S.W.3d 36. A controversy is justiciable when a claim of right is asserted against one who

has an interest in contesting it. Id. A legal interest in the controversy means that the party

seeking declaratory relief must have a legally protectable interest. Sims v. Payne, 2023 Ark.

187, 678 S.W.3d 766. If a petitioner has failed to establish a right to declaratory judgment,

there is no basis for the issuance of a writ of mandamus. Id.

When a declaratory action is dismissed for failure to state a claim, the standard of

review is whether the circuit court abused its discretion. Schuldheisz v. Felts, 2024 Ark. 137,

696 S.W.3d 817. An abuse of discretion occurs when the court has acted improvidently,

thoughtlessly, or without due consideration. Id. Likewise, the standard of review on a denial

of a writ of mandamus is whether the circuit court abused its discretion.
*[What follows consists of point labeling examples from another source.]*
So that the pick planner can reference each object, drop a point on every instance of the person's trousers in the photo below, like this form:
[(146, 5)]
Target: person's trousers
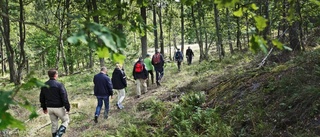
[(189, 60), (121, 95), (56, 114), (179, 65), (152, 76), (141, 83), (159, 74), (99, 106)]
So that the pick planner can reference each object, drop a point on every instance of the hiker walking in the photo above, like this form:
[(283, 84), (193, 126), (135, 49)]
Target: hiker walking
[(102, 91), (54, 100), (119, 83), (178, 57), (140, 75), (158, 62), (148, 62), (189, 55)]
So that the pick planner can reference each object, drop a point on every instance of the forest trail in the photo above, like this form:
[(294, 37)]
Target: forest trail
[(84, 106)]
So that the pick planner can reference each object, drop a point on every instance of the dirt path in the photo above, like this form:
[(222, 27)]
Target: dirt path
[(86, 104)]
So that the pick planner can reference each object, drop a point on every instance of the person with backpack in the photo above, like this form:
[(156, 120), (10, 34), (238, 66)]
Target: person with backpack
[(189, 55), (102, 90), (178, 57), (158, 63), (148, 62), (119, 83), (140, 74), (54, 101)]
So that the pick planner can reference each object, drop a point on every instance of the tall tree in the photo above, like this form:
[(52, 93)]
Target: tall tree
[(144, 46), (182, 26), (229, 32), (5, 30), (161, 29), (22, 34), (155, 28), (219, 40), (96, 20)]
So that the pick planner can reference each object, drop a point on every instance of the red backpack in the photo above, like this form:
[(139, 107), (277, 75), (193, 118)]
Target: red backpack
[(156, 58), (138, 67)]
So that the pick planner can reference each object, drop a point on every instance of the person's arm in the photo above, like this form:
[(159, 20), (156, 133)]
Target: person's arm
[(123, 79), (109, 86), (43, 101), (64, 97), (133, 74)]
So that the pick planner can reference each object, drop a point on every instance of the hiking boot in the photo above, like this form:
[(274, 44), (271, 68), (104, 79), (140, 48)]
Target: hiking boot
[(118, 106), (95, 119), (121, 106), (61, 130), (106, 115)]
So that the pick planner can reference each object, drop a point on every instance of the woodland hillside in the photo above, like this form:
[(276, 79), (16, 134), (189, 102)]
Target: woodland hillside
[(255, 71), (208, 99)]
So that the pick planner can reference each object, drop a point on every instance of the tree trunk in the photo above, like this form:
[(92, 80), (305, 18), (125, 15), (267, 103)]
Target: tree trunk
[(161, 31), (247, 28), (196, 29), (6, 38), (298, 9), (238, 31), (22, 58), (89, 8), (70, 57), (155, 28), (284, 21), (2, 57), (182, 26), (219, 41), (294, 30), (229, 33), (143, 12), (96, 20)]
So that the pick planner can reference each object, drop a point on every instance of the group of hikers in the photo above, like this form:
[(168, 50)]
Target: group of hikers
[(54, 98)]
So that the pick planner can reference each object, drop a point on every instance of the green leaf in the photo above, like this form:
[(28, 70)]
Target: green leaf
[(254, 6), (315, 2), (8, 121), (277, 43), (238, 13), (261, 23), (287, 48), (92, 44), (226, 3), (116, 57), (256, 43), (103, 52), (73, 39)]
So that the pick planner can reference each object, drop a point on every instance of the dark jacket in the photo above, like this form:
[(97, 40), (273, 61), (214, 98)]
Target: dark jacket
[(118, 79), (178, 56), (102, 85), (55, 95), (140, 75), (159, 65), (189, 53)]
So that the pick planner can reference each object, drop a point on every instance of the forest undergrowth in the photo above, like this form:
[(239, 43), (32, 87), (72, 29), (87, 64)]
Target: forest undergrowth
[(210, 98)]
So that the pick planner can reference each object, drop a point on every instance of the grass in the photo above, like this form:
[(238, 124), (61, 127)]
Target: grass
[(279, 100)]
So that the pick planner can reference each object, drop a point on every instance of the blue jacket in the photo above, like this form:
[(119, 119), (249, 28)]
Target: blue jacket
[(55, 95), (118, 79), (102, 85), (159, 65), (140, 75)]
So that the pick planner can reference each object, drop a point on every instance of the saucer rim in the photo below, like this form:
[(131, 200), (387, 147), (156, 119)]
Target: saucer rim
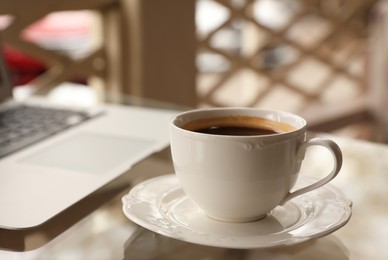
[(339, 196)]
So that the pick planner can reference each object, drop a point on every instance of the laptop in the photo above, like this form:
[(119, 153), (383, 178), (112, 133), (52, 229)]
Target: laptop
[(43, 177)]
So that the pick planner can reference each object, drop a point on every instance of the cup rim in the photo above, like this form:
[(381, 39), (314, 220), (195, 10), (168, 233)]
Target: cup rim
[(300, 123)]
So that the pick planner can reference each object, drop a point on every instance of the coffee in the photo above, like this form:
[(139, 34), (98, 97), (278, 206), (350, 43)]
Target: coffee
[(238, 126)]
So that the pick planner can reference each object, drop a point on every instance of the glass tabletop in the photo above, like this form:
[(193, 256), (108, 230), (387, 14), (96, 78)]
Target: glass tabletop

Id.

2 Here, Williamson is not entitled to access records maintained by the prosecuting

attorney through an action for declaratory judgment because such access is expressly

prohibited by section 25-19-105(a)(B)(i) of the FOIA, which states in pertinent part that

access to inspect and copy public records shall be denied to a person who has been found

guilty of a felony and is incarcerated in a correctional facility.1 An inmate who is precluded

from accessing public records under the FOIA does not have a legally protectable right as a

basis for his petition for declaratory judgment, and there is no justiciable controversy. See

Berger, 2020 Ark. 157, 598 S.W.3d 36. Because there is no legally protectable interest

necessary to establish entitlement to declaratory relief, Williamson is not entitled to the

issuance of a writ of mandamus. Id. The circuit court did not abuse its discretion by denying

the motion for reconsideration of its dismissal of Williamson’s petition for declaratory and

mandamus relief.

Affirmed.

WOMACK, J., concurs.

1 Williamson argues that Arkansas Rules of Criminal Procedure 17.1 and 19.2 create a legal right to his request for records. He is mistaken. It is well settled that the purpose of the discovery rules in criminal matters is to require the State to disclose its evidence to the defendant in time for the defendant to make beneficial use of the information during trial. Chunestudy v. State, 2012 Ark. 222, 408 S.W.3d 55. Williamson has not provided authority for the proposition that criminal discovery rules are applicable to his demand for records in a civil proceeding.

3 SHAWN A. WOMACK, Justice, concurring. The circuit court was right to

dismiss Williamson’s petition for a declaratory judgment and writ of mandamus against

Daniel Shue, a state official. But the circuit court should have dismissed Williamson’s

lawsuit because sovereign immunity bars it.1 Williamson has not demonstrated that there

is “an express constitutional provision . . . contrary” to article 5, section 20 of the Arkansas

Constitution that would give the circuit court jurisdiction to consider his claims on the

merits.2

For this reason, I respectfully concur.

Anthony B. Williamson, pro se appellant.

Tim Griffin, Att’y Gen., by: David L. Eanes Jr., Ass’t Att’y Gen., for appellee.

1 Perry v. Payne, 2022 Ark. 112, at 5–6 (Womack, J., dissenting); Thurston v. League of Women Voters of Ark., 2022 Ark. 32, at 17, 639 S.W.3d 319, 327 (Womack, J., dissenting). 2 League of Women Voters of Ark., 2022 Ark. 32, at 17, 639 S.W.3d at 327 (Womack, J., dissenting).